Ren Hongwei, Zhou Yue, Zhu Jiadong, Lin Xiaopeng, Fu Haotian, Huang Yulong, Fang Yuetong, Ma Fei, Yu Hao, Cheng Bojun
IEEE Trans Pattern Anal Mach Intell. 2025 Aug;47(8):6228-6241. doi: 10.1109/TPAMI.2025.3556561.
Event cameras draw inspiration from biological systems, boasting low latency and high dynamic range while consuming minimal power. The most current approach to processing Event Cloud often involves converting it into frame-based representations, which neglects the sparsity of events, loses fine-grained temporal information, and increases the computational burden. In contrast, Point Cloud is a popular representation for processing 3-dimensional data and serves as an alternative method to exploit local and global spatial features. Nevertheless, previous point-based methods show an unsatisfactory performance compared to the frame-based method in dealing with spatio-temporal event streams. In order to bridge the gap, we propose EventMamba, an efficient and effective framework based on Point Cloud representation by rethinking the distinction between Event Cloud and Point Cloud, emphasizing vital temporal information. The Event Cloud is subsequently fed into a hierarchical structure with staged modules to process both implicit and explicit temporal features. Specifically, we redesign the global extractor to enhance explicit temporal extraction among a long sequence of events with temporal aggregation and State Space Model (SSM) based Mamba. Our model consumes minimal computational resources in the experiments and still exhibits SOTA point-based performance on six different scales of action recognition datasets. It even outperformed all frame-based methods on both Camera Pose Relocalization (CPR) and eye-tracking regression tasks.
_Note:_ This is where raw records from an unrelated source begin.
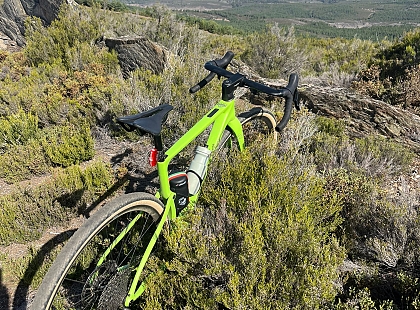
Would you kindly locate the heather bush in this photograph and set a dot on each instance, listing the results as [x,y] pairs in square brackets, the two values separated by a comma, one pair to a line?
[375,156]
[26,212]
[392,74]
[255,242]
[68,145]
[274,53]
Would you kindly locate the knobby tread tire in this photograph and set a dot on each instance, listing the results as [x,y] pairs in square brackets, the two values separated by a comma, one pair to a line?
[123,204]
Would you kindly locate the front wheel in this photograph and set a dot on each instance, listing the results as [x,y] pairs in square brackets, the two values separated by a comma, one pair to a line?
[94,269]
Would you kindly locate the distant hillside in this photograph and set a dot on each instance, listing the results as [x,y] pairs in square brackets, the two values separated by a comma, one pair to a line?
[369,19]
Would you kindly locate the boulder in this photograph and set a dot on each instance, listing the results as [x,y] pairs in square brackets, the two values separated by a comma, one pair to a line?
[136,52]
[14,12]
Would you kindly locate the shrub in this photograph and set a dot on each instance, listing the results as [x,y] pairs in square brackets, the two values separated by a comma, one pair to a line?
[17,129]
[375,156]
[274,53]
[27,212]
[68,145]
[22,162]
[263,238]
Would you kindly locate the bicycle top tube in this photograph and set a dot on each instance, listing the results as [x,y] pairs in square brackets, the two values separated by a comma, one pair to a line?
[218,67]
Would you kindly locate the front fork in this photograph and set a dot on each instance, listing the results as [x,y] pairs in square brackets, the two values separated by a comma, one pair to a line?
[136,288]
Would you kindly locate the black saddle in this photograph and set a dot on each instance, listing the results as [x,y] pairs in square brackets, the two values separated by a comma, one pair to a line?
[147,122]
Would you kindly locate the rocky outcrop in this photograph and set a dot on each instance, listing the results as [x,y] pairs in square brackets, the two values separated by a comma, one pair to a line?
[363,115]
[13,14]
[137,52]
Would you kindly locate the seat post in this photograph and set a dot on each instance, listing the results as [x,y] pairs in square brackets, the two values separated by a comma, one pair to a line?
[158,142]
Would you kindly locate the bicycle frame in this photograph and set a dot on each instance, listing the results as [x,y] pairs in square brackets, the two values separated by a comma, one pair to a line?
[222,117]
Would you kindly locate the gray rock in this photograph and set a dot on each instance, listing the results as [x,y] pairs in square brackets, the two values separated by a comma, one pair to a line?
[13,14]
[137,52]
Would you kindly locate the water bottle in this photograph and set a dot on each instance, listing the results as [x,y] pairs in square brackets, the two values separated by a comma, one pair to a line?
[178,183]
[198,168]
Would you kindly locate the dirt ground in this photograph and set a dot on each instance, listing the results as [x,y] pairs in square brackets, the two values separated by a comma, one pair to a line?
[15,293]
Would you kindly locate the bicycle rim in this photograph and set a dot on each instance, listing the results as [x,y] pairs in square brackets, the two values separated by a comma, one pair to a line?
[96,266]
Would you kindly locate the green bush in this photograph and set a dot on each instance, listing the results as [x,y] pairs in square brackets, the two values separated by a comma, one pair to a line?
[22,162]
[375,156]
[262,239]
[68,145]
[27,212]
[17,129]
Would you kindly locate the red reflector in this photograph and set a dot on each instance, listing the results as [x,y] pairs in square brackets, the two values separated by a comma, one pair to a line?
[153,157]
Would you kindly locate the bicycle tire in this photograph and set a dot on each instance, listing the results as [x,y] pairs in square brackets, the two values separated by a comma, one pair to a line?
[257,121]
[74,281]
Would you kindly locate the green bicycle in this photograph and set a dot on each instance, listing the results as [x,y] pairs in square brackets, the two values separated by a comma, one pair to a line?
[104,265]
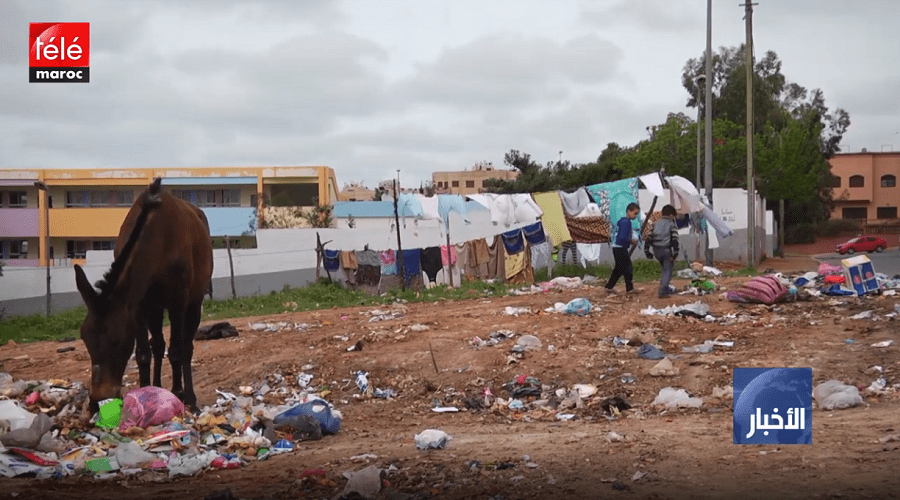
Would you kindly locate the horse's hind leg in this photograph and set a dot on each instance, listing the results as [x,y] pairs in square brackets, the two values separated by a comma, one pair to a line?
[191,322]
[158,343]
事件相机的灵感来源于生物系统,具有低延迟、高动态范围且功耗极低的特点。当前处理事件云的方法通常是将其转换为基于帧的表示形式,这忽略了事件的稀疏性,丢失了细粒度的时间信息,并增加了计算负担。相比之下,点云是一种用于处理三维数据的流行表示形式,也是一种利用局部和全局空间特征的替代方法。然而,在处理时空事件流时,与基于帧的方法相比,以前基于点的方法表现并不理想。为了弥合这一差距,我们提出了EventMamba,这是一个基于点云表示的高效框架,通过重新思考事件云和点云之间的区别,强调重要的时间信息。随后,事件云被输入到一个具有分级模块的层次结构中,以处理隐式和显式时间特征。具体来说,我们重新设计了全局提取器,通过时间聚合和基于状态空间模型(SSM)的Mamba来增强在长事件序列中的显式时间提取。在实验中,我们的模型消耗的计算资源最少,并且在六个不同规模的动作识别数据集上仍表现出基于点的最优性能。在相机姿态重定位(CPR)和眼动追踪回归任务上,它甚至超过了所有基于帧的方法。